There are issues with the teachers I mentioned about their commitment and possible lack of home/family life, but that's a topic for another day. Time is certainly in short supply for me, being a parent to three children, two of whom just had to be born at the same time. There is time enough, though, but the energy is in short supply. I feel like an old lithium battery that just can't hold a charge anymore.

Does anyone else feel that whoosh of lost energy at about 4 p.m. every day? Last night, I sat in the recliner as my lovely wife got dinner together for the doodle duo (and they played in big cardboard boxes that brought their cute pink chairs). I closed my eyes, and . . . well, y'know, there were 10 minutes gone.

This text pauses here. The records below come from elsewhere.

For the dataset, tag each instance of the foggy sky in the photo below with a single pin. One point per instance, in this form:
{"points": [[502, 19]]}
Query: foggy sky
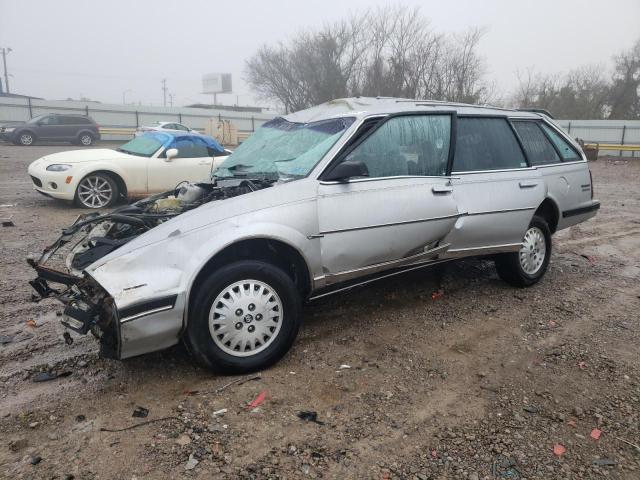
{"points": [[99, 49]]}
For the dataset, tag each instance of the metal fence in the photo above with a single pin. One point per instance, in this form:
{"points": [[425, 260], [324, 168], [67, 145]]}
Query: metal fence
{"points": [[115, 116], [112, 116], [616, 132]]}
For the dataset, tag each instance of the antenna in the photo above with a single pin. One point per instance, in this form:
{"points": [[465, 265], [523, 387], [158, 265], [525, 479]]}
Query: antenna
{"points": [[164, 92]]}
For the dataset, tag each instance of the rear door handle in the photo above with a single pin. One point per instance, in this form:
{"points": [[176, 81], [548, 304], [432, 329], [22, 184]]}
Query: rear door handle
{"points": [[439, 190]]}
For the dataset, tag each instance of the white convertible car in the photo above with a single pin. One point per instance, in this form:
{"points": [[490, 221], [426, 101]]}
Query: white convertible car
{"points": [[151, 163]]}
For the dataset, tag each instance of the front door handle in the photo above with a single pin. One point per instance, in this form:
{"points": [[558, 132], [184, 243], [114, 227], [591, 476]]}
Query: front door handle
{"points": [[439, 190]]}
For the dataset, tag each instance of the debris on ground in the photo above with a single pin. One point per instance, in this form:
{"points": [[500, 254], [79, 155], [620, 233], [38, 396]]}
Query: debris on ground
{"points": [[140, 412], [191, 463], [258, 400], [48, 376], [559, 450], [309, 416]]}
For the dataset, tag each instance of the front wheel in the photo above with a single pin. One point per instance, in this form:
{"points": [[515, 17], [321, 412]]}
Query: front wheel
{"points": [[97, 190], [527, 266], [245, 317]]}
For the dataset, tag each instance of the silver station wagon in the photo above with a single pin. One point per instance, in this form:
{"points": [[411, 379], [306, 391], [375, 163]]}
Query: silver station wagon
{"points": [[313, 203]]}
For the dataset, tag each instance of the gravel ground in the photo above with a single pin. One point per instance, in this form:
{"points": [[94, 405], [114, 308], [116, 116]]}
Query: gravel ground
{"points": [[481, 382]]}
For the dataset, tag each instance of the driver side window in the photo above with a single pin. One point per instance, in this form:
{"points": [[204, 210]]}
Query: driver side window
{"points": [[413, 145]]}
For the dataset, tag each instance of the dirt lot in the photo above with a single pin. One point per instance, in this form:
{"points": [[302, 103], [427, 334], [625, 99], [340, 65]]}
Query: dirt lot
{"points": [[480, 382]]}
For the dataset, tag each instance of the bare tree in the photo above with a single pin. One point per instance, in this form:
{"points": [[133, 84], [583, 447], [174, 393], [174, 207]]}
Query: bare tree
{"points": [[389, 51], [625, 91]]}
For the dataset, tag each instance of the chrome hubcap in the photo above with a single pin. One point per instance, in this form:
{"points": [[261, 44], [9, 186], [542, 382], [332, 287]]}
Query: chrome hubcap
{"points": [[245, 318], [94, 192], [533, 250]]}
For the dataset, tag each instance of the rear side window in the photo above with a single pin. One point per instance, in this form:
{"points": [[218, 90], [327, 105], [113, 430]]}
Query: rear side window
{"points": [[535, 143], [566, 151], [486, 144], [191, 148], [408, 145]]}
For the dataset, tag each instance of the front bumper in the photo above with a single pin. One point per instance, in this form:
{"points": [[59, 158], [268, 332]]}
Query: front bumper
{"points": [[142, 327], [60, 185]]}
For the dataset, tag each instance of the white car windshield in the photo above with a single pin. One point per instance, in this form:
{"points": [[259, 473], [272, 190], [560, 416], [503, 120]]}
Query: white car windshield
{"points": [[144, 145], [284, 150]]}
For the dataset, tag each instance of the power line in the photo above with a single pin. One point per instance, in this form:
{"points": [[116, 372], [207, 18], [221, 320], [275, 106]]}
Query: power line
{"points": [[5, 52]]}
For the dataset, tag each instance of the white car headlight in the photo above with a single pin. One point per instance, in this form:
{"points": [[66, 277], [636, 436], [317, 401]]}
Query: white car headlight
{"points": [[58, 167]]}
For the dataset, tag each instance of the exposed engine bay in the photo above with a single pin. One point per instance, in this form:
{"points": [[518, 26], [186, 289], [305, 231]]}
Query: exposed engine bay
{"points": [[94, 235]]}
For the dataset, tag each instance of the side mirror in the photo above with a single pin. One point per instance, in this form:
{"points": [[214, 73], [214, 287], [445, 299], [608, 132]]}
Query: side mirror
{"points": [[171, 154], [346, 170]]}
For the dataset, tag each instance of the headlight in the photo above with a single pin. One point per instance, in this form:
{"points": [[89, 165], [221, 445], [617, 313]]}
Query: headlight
{"points": [[57, 167]]}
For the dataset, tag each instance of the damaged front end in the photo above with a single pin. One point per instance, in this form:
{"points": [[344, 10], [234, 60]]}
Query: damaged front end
{"points": [[61, 269]]}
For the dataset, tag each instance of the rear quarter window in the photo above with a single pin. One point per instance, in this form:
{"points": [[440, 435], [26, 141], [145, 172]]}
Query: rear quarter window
{"points": [[567, 152], [535, 143], [486, 144]]}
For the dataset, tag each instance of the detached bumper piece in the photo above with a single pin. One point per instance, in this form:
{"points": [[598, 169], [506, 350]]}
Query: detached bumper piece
{"points": [[88, 307]]}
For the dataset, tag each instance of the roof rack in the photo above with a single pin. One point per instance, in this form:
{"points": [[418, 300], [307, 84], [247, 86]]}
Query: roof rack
{"points": [[536, 110]]}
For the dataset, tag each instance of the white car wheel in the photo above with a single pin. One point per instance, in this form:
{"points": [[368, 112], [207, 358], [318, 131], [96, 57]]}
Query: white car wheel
{"points": [[97, 191]]}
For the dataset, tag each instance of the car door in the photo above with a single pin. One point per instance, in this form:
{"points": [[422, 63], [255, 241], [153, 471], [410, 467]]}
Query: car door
{"points": [[50, 128], [399, 214], [496, 189], [193, 163], [567, 177]]}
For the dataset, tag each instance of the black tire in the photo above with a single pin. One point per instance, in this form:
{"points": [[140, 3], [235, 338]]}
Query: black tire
{"points": [[102, 177], [85, 139], [199, 340], [509, 265], [25, 138]]}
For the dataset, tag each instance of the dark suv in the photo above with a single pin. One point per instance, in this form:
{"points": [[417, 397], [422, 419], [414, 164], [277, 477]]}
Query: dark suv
{"points": [[77, 129]]}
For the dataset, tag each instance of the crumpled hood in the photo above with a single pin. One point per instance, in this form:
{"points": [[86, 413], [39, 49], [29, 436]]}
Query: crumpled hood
{"points": [[231, 209], [79, 156]]}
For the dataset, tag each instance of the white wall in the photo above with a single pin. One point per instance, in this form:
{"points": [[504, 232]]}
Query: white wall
{"points": [[113, 115]]}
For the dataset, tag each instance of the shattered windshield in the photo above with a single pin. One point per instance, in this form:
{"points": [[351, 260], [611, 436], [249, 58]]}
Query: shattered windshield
{"points": [[282, 149]]}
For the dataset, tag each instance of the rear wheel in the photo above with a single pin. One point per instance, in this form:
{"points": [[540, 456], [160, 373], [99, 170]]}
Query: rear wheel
{"points": [[527, 266], [97, 190], [245, 317]]}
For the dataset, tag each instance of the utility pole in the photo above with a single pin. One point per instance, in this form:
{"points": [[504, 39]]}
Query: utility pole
{"points": [[5, 52], [164, 92]]}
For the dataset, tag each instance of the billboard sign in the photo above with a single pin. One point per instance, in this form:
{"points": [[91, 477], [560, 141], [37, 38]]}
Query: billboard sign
{"points": [[216, 83]]}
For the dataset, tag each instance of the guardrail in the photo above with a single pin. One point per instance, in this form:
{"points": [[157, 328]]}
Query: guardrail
{"points": [[128, 131], [613, 146]]}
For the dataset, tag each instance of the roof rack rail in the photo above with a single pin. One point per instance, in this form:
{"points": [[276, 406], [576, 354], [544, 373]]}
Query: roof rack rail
{"points": [[536, 110]]}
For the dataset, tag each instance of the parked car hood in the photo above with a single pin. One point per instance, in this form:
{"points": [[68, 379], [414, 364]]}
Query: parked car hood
{"points": [[86, 155]]}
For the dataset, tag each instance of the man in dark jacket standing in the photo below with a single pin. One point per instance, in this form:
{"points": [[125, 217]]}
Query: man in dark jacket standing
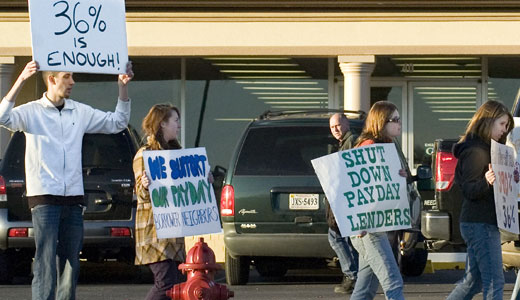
{"points": [[347, 255]]}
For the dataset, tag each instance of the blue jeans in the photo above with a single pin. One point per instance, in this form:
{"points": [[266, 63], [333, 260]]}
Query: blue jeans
{"points": [[58, 235], [347, 255], [483, 263], [376, 265]]}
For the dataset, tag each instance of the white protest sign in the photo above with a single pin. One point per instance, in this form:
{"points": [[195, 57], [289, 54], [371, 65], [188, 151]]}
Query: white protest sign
{"points": [[86, 36], [183, 200], [364, 189], [504, 188]]}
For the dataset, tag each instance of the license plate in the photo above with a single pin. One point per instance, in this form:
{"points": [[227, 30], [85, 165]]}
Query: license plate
{"points": [[304, 201]]}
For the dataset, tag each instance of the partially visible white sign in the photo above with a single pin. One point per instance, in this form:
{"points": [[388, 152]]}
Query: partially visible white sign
{"points": [[364, 189], [505, 188], [87, 36]]}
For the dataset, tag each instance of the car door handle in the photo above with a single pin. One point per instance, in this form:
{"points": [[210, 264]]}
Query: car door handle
{"points": [[303, 219]]}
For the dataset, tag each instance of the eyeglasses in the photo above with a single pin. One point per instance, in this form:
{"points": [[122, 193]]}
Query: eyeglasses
{"points": [[394, 120]]}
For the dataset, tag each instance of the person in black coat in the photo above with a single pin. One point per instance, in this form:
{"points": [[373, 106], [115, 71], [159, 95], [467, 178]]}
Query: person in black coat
{"points": [[478, 221]]}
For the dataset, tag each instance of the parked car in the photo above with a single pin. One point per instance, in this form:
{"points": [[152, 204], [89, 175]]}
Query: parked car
{"points": [[271, 162], [109, 217]]}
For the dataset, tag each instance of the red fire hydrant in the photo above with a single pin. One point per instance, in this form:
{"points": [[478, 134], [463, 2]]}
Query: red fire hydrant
{"points": [[201, 268]]}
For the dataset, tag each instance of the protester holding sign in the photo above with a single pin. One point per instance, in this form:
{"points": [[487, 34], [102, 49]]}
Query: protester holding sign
{"points": [[347, 255], [161, 126], [376, 259], [54, 127], [478, 220]]}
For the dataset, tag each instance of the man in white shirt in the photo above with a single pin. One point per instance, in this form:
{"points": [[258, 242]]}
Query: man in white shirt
{"points": [[54, 126]]}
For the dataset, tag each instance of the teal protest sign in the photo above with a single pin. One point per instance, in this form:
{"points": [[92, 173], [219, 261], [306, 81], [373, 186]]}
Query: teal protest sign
{"points": [[183, 200], [86, 36], [364, 188], [505, 187]]}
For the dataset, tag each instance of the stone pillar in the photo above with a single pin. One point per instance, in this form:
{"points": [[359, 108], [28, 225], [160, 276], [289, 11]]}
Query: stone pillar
{"points": [[6, 80], [356, 73]]}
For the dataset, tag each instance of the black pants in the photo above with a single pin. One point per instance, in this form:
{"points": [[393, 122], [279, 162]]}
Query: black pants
{"points": [[165, 275]]}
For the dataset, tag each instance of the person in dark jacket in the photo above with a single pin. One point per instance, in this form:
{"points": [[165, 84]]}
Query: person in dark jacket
{"points": [[478, 221], [347, 255]]}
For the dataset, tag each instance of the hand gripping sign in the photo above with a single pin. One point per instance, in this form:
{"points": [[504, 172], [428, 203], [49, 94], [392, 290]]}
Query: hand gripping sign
{"points": [[86, 36], [364, 189], [183, 201]]}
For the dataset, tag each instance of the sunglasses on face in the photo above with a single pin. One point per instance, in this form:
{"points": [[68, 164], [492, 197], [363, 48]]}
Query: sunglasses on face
{"points": [[394, 120]]}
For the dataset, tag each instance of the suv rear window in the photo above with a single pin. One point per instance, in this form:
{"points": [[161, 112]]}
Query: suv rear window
{"points": [[286, 150], [105, 151]]}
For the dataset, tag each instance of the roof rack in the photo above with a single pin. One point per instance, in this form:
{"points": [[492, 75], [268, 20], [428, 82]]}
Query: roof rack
{"points": [[353, 114]]}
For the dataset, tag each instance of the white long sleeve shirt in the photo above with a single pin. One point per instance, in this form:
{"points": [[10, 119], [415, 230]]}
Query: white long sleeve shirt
{"points": [[54, 140]]}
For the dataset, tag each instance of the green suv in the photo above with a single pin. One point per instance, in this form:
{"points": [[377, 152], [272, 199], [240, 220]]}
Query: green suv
{"points": [[270, 214]]}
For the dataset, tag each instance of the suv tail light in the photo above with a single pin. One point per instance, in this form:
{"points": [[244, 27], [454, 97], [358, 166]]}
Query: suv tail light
{"points": [[446, 163], [3, 194], [227, 201], [19, 232]]}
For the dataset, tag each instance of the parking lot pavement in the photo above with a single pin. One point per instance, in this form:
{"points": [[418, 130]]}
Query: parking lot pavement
{"points": [[113, 280]]}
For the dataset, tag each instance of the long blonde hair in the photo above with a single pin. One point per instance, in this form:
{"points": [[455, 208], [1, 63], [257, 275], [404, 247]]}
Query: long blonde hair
{"points": [[375, 123], [152, 127], [481, 124]]}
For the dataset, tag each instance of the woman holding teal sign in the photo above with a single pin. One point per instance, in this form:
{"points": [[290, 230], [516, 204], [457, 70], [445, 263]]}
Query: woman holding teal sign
{"points": [[376, 260], [161, 126], [478, 220]]}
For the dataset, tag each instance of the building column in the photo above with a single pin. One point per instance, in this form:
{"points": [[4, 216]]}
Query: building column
{"points": [[6, 80], [356, 73]]}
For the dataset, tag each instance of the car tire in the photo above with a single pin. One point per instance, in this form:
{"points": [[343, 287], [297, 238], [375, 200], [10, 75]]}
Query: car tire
{"points": [[415, 261], [271, 267], [237, 269], [6, 274]]}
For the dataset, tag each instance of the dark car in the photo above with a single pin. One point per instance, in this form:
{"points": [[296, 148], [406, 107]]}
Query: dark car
{"points": [[109, 193], [262, 226]]}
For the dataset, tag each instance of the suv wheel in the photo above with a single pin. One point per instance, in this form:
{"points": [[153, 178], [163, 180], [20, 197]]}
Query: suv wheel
{"points": [[414, 262], [6, 275], [270, 267], [237, 269]]}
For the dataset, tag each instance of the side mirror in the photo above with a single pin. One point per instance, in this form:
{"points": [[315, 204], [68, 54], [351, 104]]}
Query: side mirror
{"points": [[424, 172]]}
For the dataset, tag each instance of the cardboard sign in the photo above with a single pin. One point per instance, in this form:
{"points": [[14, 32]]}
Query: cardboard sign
{"points": [[79, 36], [183, 200], [364, 189], [505, 188]]}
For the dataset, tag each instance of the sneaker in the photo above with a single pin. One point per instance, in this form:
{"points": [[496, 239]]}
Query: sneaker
{"points": [[346, 286]]}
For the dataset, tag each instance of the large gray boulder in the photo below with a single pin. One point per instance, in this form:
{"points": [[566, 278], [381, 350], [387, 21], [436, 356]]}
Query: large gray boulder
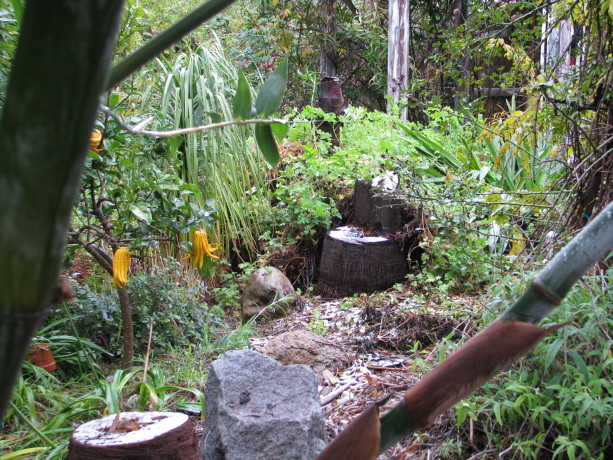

Of course I know that my job is not special in terms of causing exhaustion. I'm not complaining about my lot in life and I do understand that most occupations have their own private hells. The grass does look greener sometimes, even when I look at what my lovely wife does -- special education -- and how few students are under her care (about 40 to my 140). I see her come home exhausted, I listen to her stories about trifling colleagues, I've even visited classrooms with her and met some severely affected kids; and, yet, I drool over that lopsided ratio as if the fix is all in the numbers. But I know it is not.

The key is science. Or at least the scientific method, since science is, of course, banned now in U.S. public schools. Observation and notes, the hallmarks of good scienticians, are the keys in my pursuit of a Golden Apple (I don't care about awards, but of course I do). As I mentioned, I have good ideas. I need to try them, reflect on the outcomes, and then keep what works and ditch the rest.